恭章叹了一口气,打开壁橱。他的衣服就迭放在其中一角。
从一年半以前,每逢周末,恭章不是在家里就是在名高位于港区白金台的公寓中度过。
白金台是闲静的高级住宅区,建筑在一片绿意中的这悚公寓,原本是为了邻近各国的大使馆官员所盖的外国人专用住宅。
三十多块榻榻米大小的客厅,以及厨房和饭厅。书房并设在主卧室中,其余各有两间客房和浴室,甚至还有足以开场派对的两阶式阳台。整栋房子的价值高于五亿多日圆。
对名高而言,这栋超豪华公寓就像是借来的一样。杰克森的创始人D.杰克森因为不喜欢投宿饭店,所以才会特意购入豪宅。它是D.杰克森滞留日本时的家。

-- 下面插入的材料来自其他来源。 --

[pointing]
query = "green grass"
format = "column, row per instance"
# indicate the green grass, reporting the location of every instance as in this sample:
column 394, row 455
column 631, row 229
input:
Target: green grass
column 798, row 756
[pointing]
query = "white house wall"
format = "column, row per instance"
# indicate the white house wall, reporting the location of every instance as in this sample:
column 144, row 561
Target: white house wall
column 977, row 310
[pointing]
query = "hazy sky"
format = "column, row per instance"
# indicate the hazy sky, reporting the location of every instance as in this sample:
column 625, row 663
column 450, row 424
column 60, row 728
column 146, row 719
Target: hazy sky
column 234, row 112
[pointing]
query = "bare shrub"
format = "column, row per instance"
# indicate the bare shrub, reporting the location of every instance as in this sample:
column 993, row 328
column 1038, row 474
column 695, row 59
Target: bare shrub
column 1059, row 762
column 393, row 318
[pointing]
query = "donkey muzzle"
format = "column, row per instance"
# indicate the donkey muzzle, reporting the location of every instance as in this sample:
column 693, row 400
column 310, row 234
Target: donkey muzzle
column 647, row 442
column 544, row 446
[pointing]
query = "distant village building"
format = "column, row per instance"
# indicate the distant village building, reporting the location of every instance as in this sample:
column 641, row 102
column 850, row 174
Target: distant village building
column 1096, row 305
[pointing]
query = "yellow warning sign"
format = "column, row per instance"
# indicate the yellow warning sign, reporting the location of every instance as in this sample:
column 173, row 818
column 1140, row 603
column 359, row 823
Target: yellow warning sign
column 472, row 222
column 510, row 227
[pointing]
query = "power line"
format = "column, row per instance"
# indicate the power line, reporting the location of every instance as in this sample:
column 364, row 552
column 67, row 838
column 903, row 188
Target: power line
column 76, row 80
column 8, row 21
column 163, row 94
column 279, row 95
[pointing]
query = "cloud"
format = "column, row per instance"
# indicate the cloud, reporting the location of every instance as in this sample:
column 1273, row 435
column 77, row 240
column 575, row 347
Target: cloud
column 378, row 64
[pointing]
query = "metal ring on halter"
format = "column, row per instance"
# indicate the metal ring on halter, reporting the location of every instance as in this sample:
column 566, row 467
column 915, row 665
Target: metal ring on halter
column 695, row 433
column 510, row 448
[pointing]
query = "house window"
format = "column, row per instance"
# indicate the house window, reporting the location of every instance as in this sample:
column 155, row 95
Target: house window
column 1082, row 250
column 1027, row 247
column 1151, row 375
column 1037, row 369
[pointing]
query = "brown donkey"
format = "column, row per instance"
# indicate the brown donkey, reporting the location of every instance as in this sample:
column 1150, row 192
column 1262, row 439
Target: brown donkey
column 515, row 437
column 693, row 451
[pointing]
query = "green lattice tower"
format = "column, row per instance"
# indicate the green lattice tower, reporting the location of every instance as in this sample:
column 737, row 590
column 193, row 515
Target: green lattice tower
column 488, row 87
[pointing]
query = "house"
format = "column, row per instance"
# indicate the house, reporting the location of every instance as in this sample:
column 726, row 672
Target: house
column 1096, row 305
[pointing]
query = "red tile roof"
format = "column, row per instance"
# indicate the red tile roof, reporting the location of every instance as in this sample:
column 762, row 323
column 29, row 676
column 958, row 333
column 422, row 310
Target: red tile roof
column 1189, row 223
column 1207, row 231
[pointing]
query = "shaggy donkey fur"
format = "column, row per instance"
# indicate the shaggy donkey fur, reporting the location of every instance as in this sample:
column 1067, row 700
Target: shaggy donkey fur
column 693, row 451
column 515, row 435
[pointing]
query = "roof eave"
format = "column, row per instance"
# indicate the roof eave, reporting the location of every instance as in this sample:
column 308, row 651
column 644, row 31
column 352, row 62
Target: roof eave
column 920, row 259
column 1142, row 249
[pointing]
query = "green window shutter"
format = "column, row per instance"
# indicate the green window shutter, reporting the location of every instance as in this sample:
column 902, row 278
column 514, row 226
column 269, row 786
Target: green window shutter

不过,房子空太久很容易就产生损坏,因此名高便在几年前搬了进来。由于D.杰克森鲜少赴日,目前房子几乎成了名高的私有物。
恭章换上长袖T恤和休闲裤,回到了寝室。
时间已经接近深夜。四周静悄悄的。
恭章掀开棉被,钻到名高身旁躺下。
美国进口的国王尺寸双人床,即使容纳两个大男人还是绰绰有余。
“我要熄灯了。”
“唉。”
模棱两可的答案。恭章伸手关掉天花板的电灯。屋内的照明只剩下名高头上的壁灯。
恭章背过仍在看书的名高,拉起棉被。安静的室内只听见翻页的声音。
恭章叹了一口气。
棉被是暖的。两个人一起睡觉,远比一个人独眠来得温暖。这是恭章和名高同床共枕以来,首次发现的事实。自从十五岁时和女人共度初夜后,之后虽然也曾有过几个女朋友,恭章却从来不曾打从心底感到温暖。
“对了。”
恭章突然想起某件事,翻身对著名高。
“北诘先生的女儿要在后天结婚。”
“咦?”
名高的注意力终于离开书本。
“那可得送份礼物。”
“总之,我已经以我和你的名义各打过两通贺电了。”
名高扬起嘴角。
“好个细心的老婆。”
恭章苦笑。
“高木也很惊讶。没想到北诘先生有个那么大的女儿。”
“嗯。北诘十分宠爱这个女儿。她长得和妈妈很像,是个大美人儿。”
“是吗?”
恭章继而面向天花板。
“结婚、吗……”
恭章陡然想起,真由美脸上那种无比羡慕的表情。
“结婚是每个女孩子的憧憬吧……”
“干嘛突然这么说?”
“没什么……”
“和高木有关吗?”
名高询问。
“嗯。一听说北诘先生的女儿要结婚,她马上就露出一脸向往的神情。如果是高木的话,想必是个很可爱的新娘子……”
“恭章……”
“我真差劲……”
恭章阖起眼睛嘲弄自己。
“……”
大手温柔地抚着他的头发。
“这也是没办法的事。”
“我知道。可是……”
某幅画面在紧闭的眼脸里浮现。
“今井,现在有正在交往的女朋友吗……?”
手中的乌龙茶罐正微微颤动着。
“是否……可以考虑和我交往……。你不用马上回答……。”
一面发抖一面表白心意的真由美。
自从国中以后,恭章便遇过好几次诸如此类的告白。
秀丽的容颜配上茶色的发丝。相较于名高精壮的外表,纤细的美貌同样受到女性们的欢迎。
她们大多是对恭章的外表一见钟情。由于迷上那张无懈可击的俊脸,女人们争先恐后来到恭章面前。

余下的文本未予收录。